Profiling R
===========

Installation:
#############
Dependency:PAPI
===============
The PAPI library is used for measuring hardware performance counters. Our experiments require this library be installed for profiling R. More about PAPI can be found in http://icl.cs.utk.edu/papi/index.html.

1. Untar "papi-5.3.0.tar.gz"
2. Follow the instructions in the INSTALL.txt file to compile and install PAPI into a folder of your choice. Use the --prefix option in ./configure to specify a folder of your choice.

Changes to R source code:
========================
1. Untar "R-3.0.2.tar.gz".
2. Apply the patch "profilingR.patch" to "R-3.0.2" folder just untarred.
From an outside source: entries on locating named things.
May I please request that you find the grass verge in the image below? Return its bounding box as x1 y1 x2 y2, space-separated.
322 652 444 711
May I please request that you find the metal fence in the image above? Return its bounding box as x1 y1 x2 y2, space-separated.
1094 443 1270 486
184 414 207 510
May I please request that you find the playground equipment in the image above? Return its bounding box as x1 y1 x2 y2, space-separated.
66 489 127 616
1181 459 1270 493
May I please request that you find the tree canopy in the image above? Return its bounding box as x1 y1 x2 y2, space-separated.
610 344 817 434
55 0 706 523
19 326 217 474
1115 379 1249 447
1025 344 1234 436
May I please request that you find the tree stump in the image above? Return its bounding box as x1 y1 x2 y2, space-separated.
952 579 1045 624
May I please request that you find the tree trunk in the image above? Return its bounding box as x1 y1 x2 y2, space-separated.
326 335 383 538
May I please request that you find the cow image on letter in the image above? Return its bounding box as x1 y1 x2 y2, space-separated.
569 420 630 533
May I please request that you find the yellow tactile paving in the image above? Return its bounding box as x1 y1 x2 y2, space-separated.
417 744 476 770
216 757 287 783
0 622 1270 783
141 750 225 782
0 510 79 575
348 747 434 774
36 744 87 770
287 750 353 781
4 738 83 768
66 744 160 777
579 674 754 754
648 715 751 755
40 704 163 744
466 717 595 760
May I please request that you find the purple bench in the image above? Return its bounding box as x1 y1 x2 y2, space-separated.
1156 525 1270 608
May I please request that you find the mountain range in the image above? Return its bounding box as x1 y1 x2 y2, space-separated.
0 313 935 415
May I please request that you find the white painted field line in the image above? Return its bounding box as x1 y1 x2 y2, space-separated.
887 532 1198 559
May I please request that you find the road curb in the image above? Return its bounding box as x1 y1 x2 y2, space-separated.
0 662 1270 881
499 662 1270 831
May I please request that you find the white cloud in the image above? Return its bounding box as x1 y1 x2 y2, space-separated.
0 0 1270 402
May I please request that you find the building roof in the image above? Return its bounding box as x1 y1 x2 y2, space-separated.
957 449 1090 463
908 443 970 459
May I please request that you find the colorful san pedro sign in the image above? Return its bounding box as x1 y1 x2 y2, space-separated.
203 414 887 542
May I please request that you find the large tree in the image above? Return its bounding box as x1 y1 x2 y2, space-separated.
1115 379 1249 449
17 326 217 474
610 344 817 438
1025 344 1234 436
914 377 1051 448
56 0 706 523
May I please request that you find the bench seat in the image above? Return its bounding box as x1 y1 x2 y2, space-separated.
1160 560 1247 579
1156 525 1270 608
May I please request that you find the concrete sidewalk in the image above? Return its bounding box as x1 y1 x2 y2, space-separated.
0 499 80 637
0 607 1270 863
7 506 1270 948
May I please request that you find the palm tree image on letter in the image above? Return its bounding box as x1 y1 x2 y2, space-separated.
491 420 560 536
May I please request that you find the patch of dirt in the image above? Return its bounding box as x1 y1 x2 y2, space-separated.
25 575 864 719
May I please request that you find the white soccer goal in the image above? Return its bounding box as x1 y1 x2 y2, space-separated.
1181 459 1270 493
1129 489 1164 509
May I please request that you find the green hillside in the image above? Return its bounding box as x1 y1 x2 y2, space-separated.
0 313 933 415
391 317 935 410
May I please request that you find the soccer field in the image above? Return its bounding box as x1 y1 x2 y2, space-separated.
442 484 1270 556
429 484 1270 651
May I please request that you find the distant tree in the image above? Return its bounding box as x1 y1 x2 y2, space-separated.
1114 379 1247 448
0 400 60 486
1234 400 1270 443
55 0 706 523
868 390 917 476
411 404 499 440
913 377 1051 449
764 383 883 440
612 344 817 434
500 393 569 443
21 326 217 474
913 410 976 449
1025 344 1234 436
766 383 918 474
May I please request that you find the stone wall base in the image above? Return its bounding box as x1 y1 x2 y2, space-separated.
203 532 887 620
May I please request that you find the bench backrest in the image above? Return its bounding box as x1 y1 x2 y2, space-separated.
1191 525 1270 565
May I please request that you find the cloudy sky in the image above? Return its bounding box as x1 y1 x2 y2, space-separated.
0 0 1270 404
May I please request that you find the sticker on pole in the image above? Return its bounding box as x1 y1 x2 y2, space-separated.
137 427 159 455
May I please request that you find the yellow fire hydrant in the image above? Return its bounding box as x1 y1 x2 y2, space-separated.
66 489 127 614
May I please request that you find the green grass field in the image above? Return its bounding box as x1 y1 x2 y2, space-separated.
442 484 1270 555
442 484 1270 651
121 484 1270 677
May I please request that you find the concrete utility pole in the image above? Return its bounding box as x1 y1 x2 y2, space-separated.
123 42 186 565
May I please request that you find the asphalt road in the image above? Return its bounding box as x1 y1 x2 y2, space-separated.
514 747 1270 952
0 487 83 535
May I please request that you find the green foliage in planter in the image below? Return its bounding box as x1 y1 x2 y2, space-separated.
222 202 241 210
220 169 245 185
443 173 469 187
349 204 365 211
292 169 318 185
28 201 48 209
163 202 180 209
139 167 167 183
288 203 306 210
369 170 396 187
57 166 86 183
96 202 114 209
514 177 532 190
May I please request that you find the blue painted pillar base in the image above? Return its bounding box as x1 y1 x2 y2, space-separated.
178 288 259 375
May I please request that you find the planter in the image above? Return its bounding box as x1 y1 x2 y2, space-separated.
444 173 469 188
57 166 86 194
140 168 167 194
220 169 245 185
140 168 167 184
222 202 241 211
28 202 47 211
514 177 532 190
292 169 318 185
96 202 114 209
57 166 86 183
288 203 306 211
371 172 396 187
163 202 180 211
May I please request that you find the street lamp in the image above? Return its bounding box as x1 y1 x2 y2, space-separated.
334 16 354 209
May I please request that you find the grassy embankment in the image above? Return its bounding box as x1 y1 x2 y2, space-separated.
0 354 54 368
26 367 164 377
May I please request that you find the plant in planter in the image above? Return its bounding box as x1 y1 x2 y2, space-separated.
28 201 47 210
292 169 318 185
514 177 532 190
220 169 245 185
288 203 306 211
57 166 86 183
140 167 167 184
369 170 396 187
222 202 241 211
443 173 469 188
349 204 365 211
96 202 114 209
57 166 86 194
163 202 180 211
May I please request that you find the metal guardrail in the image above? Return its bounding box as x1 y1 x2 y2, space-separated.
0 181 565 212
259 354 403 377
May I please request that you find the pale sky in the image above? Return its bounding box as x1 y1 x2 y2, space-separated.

To do so, cd to the untarred folder and use the command - "patch -p1 < profilingR.patch"
3. Modify the file "Makefile.in" in "R-3.0.2/src/main". Modify the placeholder <PAPI INSTALL FOLDER> to your PAPI installation folder in the following variables.
	(a) PAPI_CPPFLAGS
	(b) PAPI_LIBS
4. Follow the instructions in the INSTALL file in the "R-3.0.2" folder to compile and install R into a folder of your choice. 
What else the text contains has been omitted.